[Mesa-dev] issue about context reference

Zhu Yijun lovemrd at gmail.com
Sat Oct 3 02:30:13 UTC 2020


Now I am using staging/20.1, I will use mesa/master to reproduce it.

Marek Olšák <maraeo at gmail.com> 于2020年10月1日周四 上午2:57写道:

>
> Hi,
>
> Does the issue happen with mesa/master?
>
> Marek
>
>
> On Mon, Sep 28, 2020 at 3:11 AM Zhu Yijun <lovemrd at gmail.com> wrote:
>>
>> hi all,
>>
>> I use qemu/kvm to boot some android guests with virgl and run apks,
>> the host kernel invokes oom after several hours.
>>
>> 1. From /proc/meminfo, I see the 'SUnreclaim' is the largest part.
>>
>> MemTotal: 16553672 kB
>> MemFree: 128688 kB
>> MemAvailable: 34648 kB
>> Slab: 10169908 kB
>> SReclaimable: 64632 kB
>> SUnreclaim: 10105276 kB
>>
>> 2. From slabinfo, 'kmalloc-8192' nearly uses 5G memory which is the
>> largest part of slab.
>>
>> kmalloc-8192 566782 566782 8192 4 8 : tunables 0 0 0 : slabdata 141697 141697 0
>>
>> 3. Then I append 'slub_debug=U,kmalloc-8192' to host kernel command
>> line to reproduce this issue, find the call number of amdgpu_ctx_free
>> is much less than amdgpu_ctx_alloc after running a few minutes test
>> with only one android guest. It is the reason that 'kmalloc-8192' slab
>> memory increases continuously.
>>
>> #cat /sys/kernel/slab/kmalloc-8192/alloc_calls
>>       2 __vring_new_virtqueue+0x64/0x188 [virtio_ring]

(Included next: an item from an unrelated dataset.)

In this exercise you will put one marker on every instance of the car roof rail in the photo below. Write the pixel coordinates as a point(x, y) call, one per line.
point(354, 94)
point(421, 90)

>> age=2779779/2779779/2779779 pid=1069 cpus=19 nodes=0
>>       1 rd_alloc_device+0x34/0x48 [target_core_mod] age=2776755
>> pid=1969 cpus=20 nodes=0
>>       2 mb_cache_create+0x7c/0x128 [mbcache]

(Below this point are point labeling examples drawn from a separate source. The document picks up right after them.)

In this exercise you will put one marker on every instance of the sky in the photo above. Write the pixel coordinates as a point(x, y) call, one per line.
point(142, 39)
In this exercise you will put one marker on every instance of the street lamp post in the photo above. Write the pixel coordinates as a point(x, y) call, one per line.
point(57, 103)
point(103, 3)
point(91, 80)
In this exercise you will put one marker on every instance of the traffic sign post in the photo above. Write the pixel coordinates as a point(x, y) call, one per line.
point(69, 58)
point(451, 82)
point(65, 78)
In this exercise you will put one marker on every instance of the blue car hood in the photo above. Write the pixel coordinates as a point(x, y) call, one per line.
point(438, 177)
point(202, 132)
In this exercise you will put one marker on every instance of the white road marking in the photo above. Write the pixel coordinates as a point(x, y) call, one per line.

>> age=2777018/2777221/2777425 pid=1186-1810 cpus=3,36 nodes=0
>>       2 ext4_fill_super+0x128/0x25b0 [ext4]
>> age=2777019/2777222/2777426 pid=1186-1810 cpus=3,36 nodes=0
>>       2 svc_rqst_alloc+0x3c/0x170 [sunrpc] age=2775427/2775462/2775497
>> pid=2346-2636 cpus=36-37 nodes=0
>>       2 cache_create_net+0x4c/0xc0 [sunrpc]
>> age=2737590/2757403/2777217 pid=1280-4987 cpus=20,44 nodes=0
>>       2 rpc_alloc_iostats+0x2c/0x60 [sunrpc]

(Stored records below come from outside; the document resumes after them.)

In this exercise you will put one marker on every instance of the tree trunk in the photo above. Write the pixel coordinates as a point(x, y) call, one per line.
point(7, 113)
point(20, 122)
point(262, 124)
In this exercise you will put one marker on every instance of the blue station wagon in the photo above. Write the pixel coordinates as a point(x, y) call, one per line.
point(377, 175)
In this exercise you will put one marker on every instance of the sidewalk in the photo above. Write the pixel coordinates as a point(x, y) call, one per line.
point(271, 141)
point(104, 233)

>> age=2775494/2775495/2775497 pid=2346 cpus=36 nodes=0
>>    1570 amdgpu_ctx_init+0xb4/0x2a0 [amdgpu] age=30110/314435/1914218
>> pid=63167 cpus=1-7,9-10,16-20,23,27,29-35,40-47,52,60,63,95,118,120,122-123
>> nodes=0
>>    1570 amdgpu_ctx_ioctl+0x198/0x2f8 [amdgpu] age=30110/314435/1914218
>> pid=63167 cpus=1-7,9-10,16-20,23,27,29-35,40-47,52,60,63,95,118,120,122-123
>> nodes=0
>>       2 gfx_v8_0_init_microcode+0x290/0x740 [amdgpu]
>> age=2776838/2776924/2777011 pid=660 cpus=64 nodes=0
>>       2 construct+0xe0/0x4b8 [amdgpu] age=2776819/2776901/2776983
>> pid=660 cpus=64 nodes=0
>>       2 mod_freesync_create+0x68/0x1d0 [amdgpu]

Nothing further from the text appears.